2.2. Apreciação do objeto do recurso
A recorrente põe em causa a decisão que julgou extinta a ação executiva movida contra a embargante no processo principal, em consequência de se ter considerado verificada a arguida exceção de prescrição, com fundamento na aplicação do prazo de cinco anos previsto no artigo 310.º, alíneas d) e e), do Código Civil, e no respetivo decurso à data da propositura da execução.
Discorda a apelante do prazo de prescrição tido em conta pelo Tribunal de 1.ª instância, sustentando que é aplicável à dívida exequenda o prazo ordinário de vinte anos previsto no artigo 309.º do Código Civil, não decorrido à data da propositura da execução.
Vejamos se o caso presente preenche os pressupostos de aplicação do prazo especial de prescrição de cinco anos previsto no artigo 310.º do Código Civil, conforme entendeu a 1.ª instância, ou se é aplicável o prazo ordinário de prescrição de vinte anos previsto no artigo 309.º do mesmo código, como defende a recorrente.

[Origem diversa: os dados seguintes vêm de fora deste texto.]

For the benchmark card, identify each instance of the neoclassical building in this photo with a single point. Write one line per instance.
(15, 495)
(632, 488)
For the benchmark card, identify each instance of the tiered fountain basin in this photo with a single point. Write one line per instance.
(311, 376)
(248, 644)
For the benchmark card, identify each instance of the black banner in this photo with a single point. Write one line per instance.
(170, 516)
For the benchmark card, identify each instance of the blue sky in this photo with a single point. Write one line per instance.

Sob a epígrafe Prazo ordinário, dispõe o mencionado artigo 309.º que o prazo ordinário de prescrição é de vinte anos, preceito do qual decorre que será este o prazo aplicável na ausência de disposição especial que preveja prazo mais curto. O referido artigo 310.º, por seu turno, com a epígrafe Prescrição de cinco anos, prevê diversas situações às quais aplica este prazo especial de prescrição mais curto, designadamente a indicada na alínea e), com a redação seguinte: as quotas de amortização do capital pagáveis com os juros.

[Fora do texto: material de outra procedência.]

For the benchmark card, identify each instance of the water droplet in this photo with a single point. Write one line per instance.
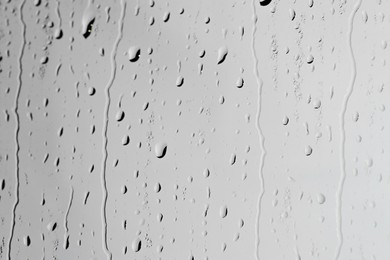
(136, 245)
(58, 33)
(285, 120)
(308, 150)
(160, 149)
(133, 53)
(240, 83)
(179, 81)
(223, 211)
(265, 2)
(321, 198)
(292, 14)
(87, 24)
(120, 115)
(222, 53)
(206, 173)
(310, 59)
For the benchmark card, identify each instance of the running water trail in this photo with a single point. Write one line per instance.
(105, 124)
(261, 136)
(16, 111)
(342, 130)
(67, 214)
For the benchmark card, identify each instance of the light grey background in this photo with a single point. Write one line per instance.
(194, 129)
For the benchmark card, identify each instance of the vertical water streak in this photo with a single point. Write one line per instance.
(105, 125)
(261, 136)
(16, 111)
(342, 130)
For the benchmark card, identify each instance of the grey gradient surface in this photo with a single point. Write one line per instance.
(194, 129)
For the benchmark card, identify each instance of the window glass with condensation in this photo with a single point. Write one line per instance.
(199, 129)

Cumpre verificar se o crédito exequendo consiste em quotas de amortização do capital pagáveis com os juros, conforme se considerou na decisão recorrida.

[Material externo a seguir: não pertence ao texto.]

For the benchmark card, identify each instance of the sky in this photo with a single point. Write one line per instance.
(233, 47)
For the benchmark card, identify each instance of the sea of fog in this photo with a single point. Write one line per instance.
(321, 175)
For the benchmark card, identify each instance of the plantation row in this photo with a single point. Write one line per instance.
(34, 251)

Foi apresentado como título executivo um contrato de mútuo com hipoteca e fiança outorgado em 03-05-2000, entre a (…), S.A. – a que veio a suceder o Banco (…), S.A. – e os executados, ao qual foi atribuído o n.º (…), encontrando-se assente que, por escritura de cessão de créditos, outorgada em 11-12-2015, o Banco (…), S. A. cedeu à (…), S.A.R.L., que por sua vez cedeu, em 01-08-2019, à embargada o crédito que detinha sobre a embargante, com todas as garantias e acessórios a ele inerentes, incluindo as respetivas hipotecas.
Extrai-se da factualidade provada que, nos termos acordados, o banco entregou aos executados a quantia de 13.750.000$00 (equivalente a € 68.750), ficando estes obrigados a restituir o capital mutuado acrescido de juros anuais às taxas contratualizadas entre as partes; o empréstimo seria pago em 360 prestações mensais e sucessivas de capital e juros, vencendo-se a primeira um mês após a data da celebração do contrato; para garantia do pontual cumprimento das responsabilidades assumidas pelos executados foi constituída hipoteca sobre o prédio urbano descrito na Conservatória do Registo Predial de Avis sob o n.º (…), da freguesia de Avis e inscrito na respetiva matriz urbana com o artigo (…).
Encontra-se provado que os mutuários deixaram de cumprir as obrigações decorrentes daquele contrato em novembro de 2007, na sequência do que intentou o banco em 29-09-2008 uma ação executiva – que correu termos Tribunal Judicial de Avis sob o n.º 105/08.0TBAVS, tendo a citação ocorrido em 29-01-2009 –, na pendência da qual foram realizados em 2009 dois pagamentos – € 97,44€ e € 1270 –, processo que se extinguiu por desistência da instância homologada por sentença de 27-06-2011.
Decorre dos termos da concessão de crédito acordados entre as partes a assunção, pelos executados, da obrigação de restituição do capital mutuado, acrescido de uma taxa anual efetiva de percentagem previamente determinada, a qual tipicamente engloba juros, impostos, seguros obrigatórios e outros encargos a integrar no custo a suportar pelos mutuários como contrapartida da concessão do crédito. Convencionaram as partes, ainda, fracionar o pagamento do montante total da dívida em determinadas prestações mensais e sucessivas de igual montante.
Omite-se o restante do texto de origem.